Les capitaux décès nets de droits sont attribués à l’épouse de 72 ans qui les replace intégralement sur son contrat d’assurance vie sur lequel il y a aussi 200 000 €.
La clause bénéficiaire précisant que la veuve n’était pas tenue de donner caution ni de placer les sommes, elle dispose donc librement de cette somme. Les enfants et elle enregistrent une dette de 200 000 € auprès du notaire de la veuve. Cette créance des enfants sur la succession de leur mère deviendra exigible au décès de cette dernière.
Exemple d'une transmission avec une clause démembrée : (suite)
Madame décède sans avoir utilisé l’épargne disponible sur son contrat d’assurance vie.
Le traitement fiscal des 400 000 € de capitaux décès transmis aux enfants sera :
• Part des capitaux décès issus des sommes placées avant 70 ans : ((200 000 – (152 500 x 2)) x 20 % = 0 € ;
• Part des capitaux décès issus des sommes placées après 70 ans taxable dans la succession : 200 000 – 30 500 = 169 500 €.
Cette sommes vient s'ajouter au patrimoine taxable du défunt, mais est compensée par la dette qu'ont les enfants sur la succession de leur mère.
La part des capitaux décès issue des sommes versées après 70 ans ne sera donc pas taxée, le solde de la dette non consommée (30 500 €) venant en déduction du reste de la succession. Economie minimale de droits pour les enfants : 33 900 € (versus exemple similaire sans clause démembrée).
En choisissant de modifier la rédaction de sa clause bénéficiaire, Monsiuer a permis à Madame d'accepter le bénéfice du contrat afin de se protéger, sans augmenter les droits de succession de ses enfants au second décès !

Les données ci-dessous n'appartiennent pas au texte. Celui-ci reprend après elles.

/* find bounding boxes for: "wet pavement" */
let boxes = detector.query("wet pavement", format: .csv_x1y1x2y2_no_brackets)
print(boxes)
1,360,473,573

La fiscalité applicable sur les capitaux décès transmis démembrés
Fiscalement, nu-propriétaire et usufruitier sont considérés comme bénéficiaires au prorata de la part leur revenant, selon le barème fiscal du démembrement. La taxation s’effectuera selon la part reçue par chacun, part déterminée par l’âge de l’usufruitier au moment du versement des capitaux décès :
Calcul de la fiscalité sur les capitaux placés avant 70 ans
Pour la part des capitaux décès issue des sommes placées après 70 ans par le défunt, chaque bénéficiaire non exonéré bénéficie d’un abattement de 152 500 €. Compte tenu du démembrement, le prorata s’effectuera aussi sur l’abattement.
Exemple : à son décès, un mari transmet 200 000 €(4) de capitaux décès issus de versements réalisés avant 70 ans, à ses bénéficiaires qui sont, pour l’usufruit, son épouse de 72 ans, et pour la nue-propriété, ses 2 enfants. Le conjoint n’étant pas fiscalisé, la part des enfants sera imposée : 200 000 € x 70 % = 140 000 € soit 70 000 €/enfant.
Les enfants bénéficient d’un abattement proratisé en fonction de leur part de nue-propriété :152 500 € x 70 % = 106 750 €.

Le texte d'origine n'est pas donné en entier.